목적 탐토자체골수내피조세포이식치료동맥죽양경화대서급성국조성뇌결혈적유효성.방법 고지선식제비20지동맥죽양경화대서모형,채집골수,분리혈관내피조세포(EPCs)병확증배양,검측기표면표기물적표체;제7천채용선전법제작급성국조성뇌결혈모형,조모후3 h진행이식,기중실험조경경정맥자체이식BrdU표기적EPCs,대조조급여등량적PBS.급성뇌결혈술후6 h화제1、3、7、10、14천통과신경공능결손평분(mNSS)량표행행위학평개,면역조화염색관찰BrdU표기적EPCs재결혈뇌조직적분포화혈관밀도.결과체외배양대서골수래원적EPCs,세포수목가체도5×106;CD34면역형광화FLK-1면역조화감정정양성,병능특이성흡부FITC-UEA화내탄DIL-Ac-LDL.제14천실험조mNSS득분위6.13±0.30.대조조위8.50±0.46,비교차이구유통계학의의(P<0.05),실험조신경공능적회복우우대조조.제28천실험조뇌결혈구화혈관벽가견BrdU표기적EPCs,이대조조칙위음성.면역조화염색현시실험조대서결혈뇌조직혈관수위16.87±5.52,대조조대서결혈뇌조직혈관수위12.76±4.94,비교차이구유통계학의의(P<0.05).결론 종활체대서골수중분리적EPCs통과자체이식후가이진입뇌결혈구병장기존활,기능구촉진신경공능회복,저가능여혈관재생유관.
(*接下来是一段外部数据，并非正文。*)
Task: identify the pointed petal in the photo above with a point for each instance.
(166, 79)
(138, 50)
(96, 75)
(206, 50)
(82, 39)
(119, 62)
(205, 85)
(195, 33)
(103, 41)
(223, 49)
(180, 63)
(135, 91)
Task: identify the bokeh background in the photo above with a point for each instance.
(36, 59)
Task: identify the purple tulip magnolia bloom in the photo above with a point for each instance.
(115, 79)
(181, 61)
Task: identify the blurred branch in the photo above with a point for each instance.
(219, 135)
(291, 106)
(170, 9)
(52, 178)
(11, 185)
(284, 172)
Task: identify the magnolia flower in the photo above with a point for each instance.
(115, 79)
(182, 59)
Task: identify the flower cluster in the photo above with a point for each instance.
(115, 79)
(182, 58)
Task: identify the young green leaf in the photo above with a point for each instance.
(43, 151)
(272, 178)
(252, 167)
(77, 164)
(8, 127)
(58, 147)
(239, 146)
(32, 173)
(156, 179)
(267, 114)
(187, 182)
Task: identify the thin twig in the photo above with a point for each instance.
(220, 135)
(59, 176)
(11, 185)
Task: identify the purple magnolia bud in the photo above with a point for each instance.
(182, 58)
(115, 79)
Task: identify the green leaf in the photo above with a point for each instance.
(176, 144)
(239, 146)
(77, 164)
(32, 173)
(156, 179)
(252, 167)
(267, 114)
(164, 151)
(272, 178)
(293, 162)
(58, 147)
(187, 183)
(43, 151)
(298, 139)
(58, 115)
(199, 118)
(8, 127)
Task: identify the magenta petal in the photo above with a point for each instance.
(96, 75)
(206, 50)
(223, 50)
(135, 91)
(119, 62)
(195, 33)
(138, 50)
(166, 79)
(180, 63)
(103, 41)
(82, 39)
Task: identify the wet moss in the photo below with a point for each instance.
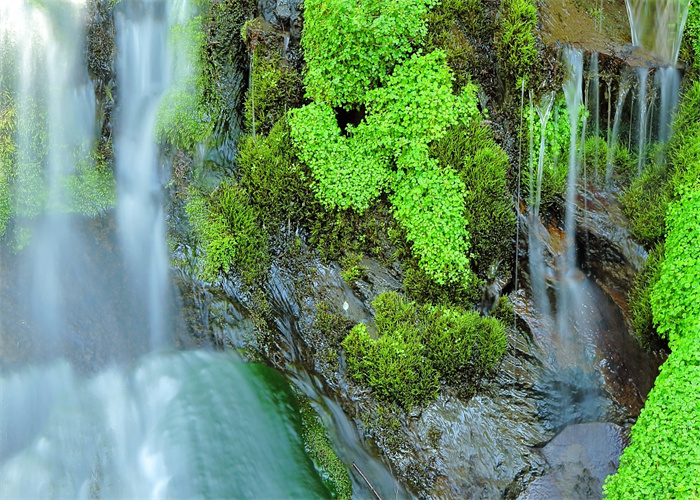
(640, 297)
(228, 228)
(275, 85)
(483, 167)
(516, 39)
(417, 346)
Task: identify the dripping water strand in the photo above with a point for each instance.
(517, 201)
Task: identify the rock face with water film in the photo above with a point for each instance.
(174, 297)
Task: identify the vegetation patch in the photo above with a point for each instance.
(483, 167)
(351, 47)
(516, 38)
(227, 226)
(662, 460)
(640, 296)
(418, 346)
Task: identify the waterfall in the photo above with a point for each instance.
(572, 91)
(642, 74)
(612, 137)
(657, 27)
(142, 69)
(536, 230)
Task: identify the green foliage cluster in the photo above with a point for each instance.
(647, 199)
(8, 123)
(483, 167)
(515, 44)
(417, 346)
(675, 298)
(227, 225)
(351, 47)
(350, 171)
(662, 460)
(640, 295)
(333, 472)
(691, 35)
(275, 87)
(274, 179)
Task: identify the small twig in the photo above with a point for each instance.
(367, 481)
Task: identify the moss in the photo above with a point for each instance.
(275, 87)
(646, 201)
(8, 123)
(419, 345)
(225, 65)
(451, 25)
(392, 365)
(228, 227)
(640, 297)
(461, 345)
(515, 38)
(625, 165)
(275, 179)
(483, 167)
(332, 470)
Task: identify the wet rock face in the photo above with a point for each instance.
(283, 14)
(579, 459)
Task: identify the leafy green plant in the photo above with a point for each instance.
(352, 46)
(675, 298)
(640, 296)
(662, 460)
(403, 117)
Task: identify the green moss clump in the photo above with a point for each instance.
(448, 25)
(662, 460)
(640, 296)
(392, 365)
(515, 38)
(228, 227)
(483, 167)
(332, 470)
(419, 346)
(275, 179)
(690, 48)
(8, 123)
(460, 344)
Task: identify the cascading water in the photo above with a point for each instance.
(142, 30)
(85, 410)
(536, 255)
(613, 135)
(658, 28)
(642, 74)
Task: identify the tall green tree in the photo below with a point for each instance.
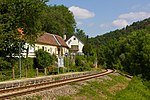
(15, 14)
(81, 35)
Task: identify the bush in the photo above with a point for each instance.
(81, 64)
(4, 64)
(43, 59)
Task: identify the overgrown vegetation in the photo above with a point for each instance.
(127, 49)
(116, 88)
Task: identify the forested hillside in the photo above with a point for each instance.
(127, 49)
(104, 39)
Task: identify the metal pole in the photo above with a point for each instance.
(20, 58)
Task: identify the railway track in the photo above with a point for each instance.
(18, 91)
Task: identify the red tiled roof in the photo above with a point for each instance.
(61, 41)
(50, 39)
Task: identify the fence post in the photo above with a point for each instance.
(26, 73)
(45, 71)
(13, 73)
(37, 71)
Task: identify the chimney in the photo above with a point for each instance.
(64, 37)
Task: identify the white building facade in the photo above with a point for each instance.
(53, 44)
(75, 45)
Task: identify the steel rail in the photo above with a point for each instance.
(8, 93)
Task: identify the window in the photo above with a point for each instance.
(69, 42)
(50, 50)
(43, 47)
(74, 47)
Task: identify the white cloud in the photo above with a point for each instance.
(134, 16)
(120, 23)
(81, 13)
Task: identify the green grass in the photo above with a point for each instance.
(136, 90)
(95, 90)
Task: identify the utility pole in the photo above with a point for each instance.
(20, 30)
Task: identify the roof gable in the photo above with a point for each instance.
(75, 37)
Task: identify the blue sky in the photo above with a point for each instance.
(96, 17)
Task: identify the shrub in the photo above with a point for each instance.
(43, 59)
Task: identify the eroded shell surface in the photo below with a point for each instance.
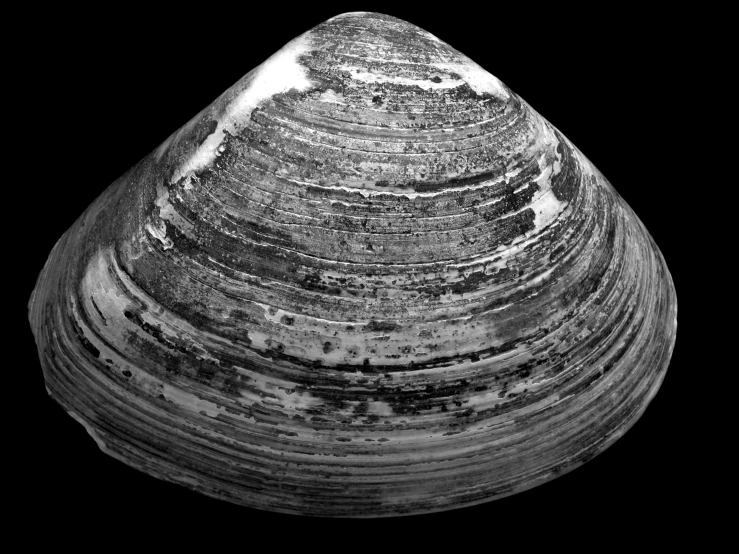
(368, 280)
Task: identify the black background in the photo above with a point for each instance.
(106, 87)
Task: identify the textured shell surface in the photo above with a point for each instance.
(368, 280)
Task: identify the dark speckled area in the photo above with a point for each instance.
(386, 287)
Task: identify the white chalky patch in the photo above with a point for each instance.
(477, 78)
(279, 74)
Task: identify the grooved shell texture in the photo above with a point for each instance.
(367, 280)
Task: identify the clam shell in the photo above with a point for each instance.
(369, 279)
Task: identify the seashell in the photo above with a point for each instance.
(368, 280)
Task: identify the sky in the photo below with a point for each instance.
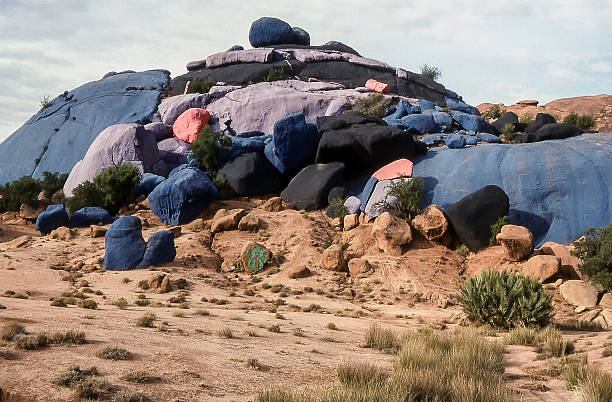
(488, 51)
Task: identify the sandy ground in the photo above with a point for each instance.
(185, 349)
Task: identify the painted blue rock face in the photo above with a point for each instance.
(57, 137)
(557, 188)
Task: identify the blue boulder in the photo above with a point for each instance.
(182, 196)
(124, 245)
(493, 139)
(557, 189)
(294, 144)
(90, 216)
(147, 183)
(58, 136)
(300, 37)
(455, 141)
(268, 31)
(52, 218)
(160, 250)
(471, 122)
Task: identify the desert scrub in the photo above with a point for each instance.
(496, 229)
(373, 105)
(504, 300)
(114, 353)
(595, 251)
(208, 149)
(407, 193)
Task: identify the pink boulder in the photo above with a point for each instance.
(190, 123)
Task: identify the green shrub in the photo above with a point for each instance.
(117, 185)
(595, 251)
(208, 149)
(508, 132)
(373, 105)
(496, 229)
(53, 182)
(85, 195)
(276, 74)
(23, 190)
(583, 122)
(504, 300)
(431, 72)
(198, 85)
(407, 193)
(494, 113)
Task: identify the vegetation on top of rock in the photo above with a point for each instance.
(504, 300)
(494, 113)
(431, 72)
(496, 229)
(373, 105)
(200, 86)
(583, 122)
(208, 149)
(595, 251)
(23, 190)
(408, 193)
(112, 189)
(53, 182)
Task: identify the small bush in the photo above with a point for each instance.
(504, 300)
(496, 229)
(52, 182)
(146, 320)
(23, 190)
(276, 74)
(373, 105)
(583, 122)
(114, 353)
(595, 251)
(407, 193)
(208, 149)
(200, 86)
(431, 72)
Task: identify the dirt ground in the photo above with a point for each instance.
(185, 346)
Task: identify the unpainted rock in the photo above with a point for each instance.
(391, 233)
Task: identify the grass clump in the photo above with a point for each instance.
(373, 105)
(114, 353)
(208, 149)
(595, 251)
(583, 122)
(407, 193)
(496, 229)
(504, 300)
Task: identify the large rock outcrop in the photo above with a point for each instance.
(557, 189)
(58, 136)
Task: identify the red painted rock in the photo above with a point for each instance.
(377, 86)
(398, 168)
(190, 123)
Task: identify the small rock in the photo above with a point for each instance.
(274, 204)
(391, 233)
(358, 266)
(255, 257)
(97, 231)
(62, 233)
(299, 271)
(517, 242)
(351, 221)
(333, 258)
(579, 293)
(227, 220)
(249, 223)
(541, 267)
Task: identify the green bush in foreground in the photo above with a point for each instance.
(595, 251)
(504, 300)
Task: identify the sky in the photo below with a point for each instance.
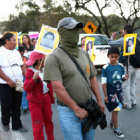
(7, 7)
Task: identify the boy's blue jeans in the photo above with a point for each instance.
(72, 126)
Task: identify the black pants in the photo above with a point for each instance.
(10, 106)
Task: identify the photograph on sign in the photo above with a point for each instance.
(48, 39)
(89, 47)
(90, 28)
(16, 36)
(129, 44)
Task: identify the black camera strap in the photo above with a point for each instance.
(77, 66)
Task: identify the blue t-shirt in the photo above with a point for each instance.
(112, 76)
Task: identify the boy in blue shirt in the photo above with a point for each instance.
(112, 76)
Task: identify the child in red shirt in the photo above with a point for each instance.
(40, 97)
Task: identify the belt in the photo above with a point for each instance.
(60, 103)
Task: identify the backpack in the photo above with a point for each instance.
(135, 59)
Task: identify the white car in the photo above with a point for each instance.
(100, 48)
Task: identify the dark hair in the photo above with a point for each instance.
(49, 33)
(21, 49)
(128, 29)
(29, 40)
(6, 36)
(113, 50)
Objective To explore the effeteness of autologous transplantation of bone marrow-derived endothelial progenitor cells in promoting the neovascularization and improving the neurological functional recovery in atherosclerotic rats with acute cerebral infarction. Methods Male Sprague-Dawley rat models of atherosclerosis were established by fat-rich diet feeding. Endothelial progenitor cells (EPCs) were obtained from bone marrow of all rats; the cells were cultured in vitro in Ml99 with VEGF, bFGF and EGF in it Assays were used to detect the expression of FLK-1 and CD34. on the 7th d, middle cerebral artery occlusion (MCAO) rat models were established by the method of thread thrombus. Three h after MCAO, all of the animals were randomized into experimental group (the autologous endothelial progenitor cells labeled with BrdU were injected into the carotid vein) and control group (same volume of PBS were injected into the carotid vein). Behavioral tests (modified neurological severity scale, mNSS) were performed 6 h and 1, 3, 7, 10 and 14 d after MCAO. Besides, immunohistochemical examinations were employed to observe the distribution of EPCs (labeled by BrdU) in the brain tissue and to measure the microvessel density. Results EPCs from bone marrow were isolated, induced and cultured successfully in vitro, which positively stained for FLK-1 by immunocytochemistry and partly positively expressed CD34 by immunofluorescence. The cells of FITC labeled UEA adsorption and DiL-acLDL internalization were positive under fluorescence confocal microscopy. These cells possessed robust proliferative potential and their number reached 5×106. On the 14th d, the neurological function recovery in the experimental group (mNSS scores: 6.13±0.30) was significantly improved as compared with that in the control group (mNSS scores: 8.50±0.46, P<0.05). On the 28th, some positive EPCs stained by BrdU were found in the experimental group and the numbers of blood vessels in the experimental group (16.87±5.52) were obviously larger than those in the control group (12.76±4.94,P<0.05). Conclusion EPCs from bone marrow can be autologously transplanted into the brain tissue of cerebral ischemia and survive. Cerebral ischemia can improve neurological functional recovery after MCAO, which were probably by promoting the neovascularization.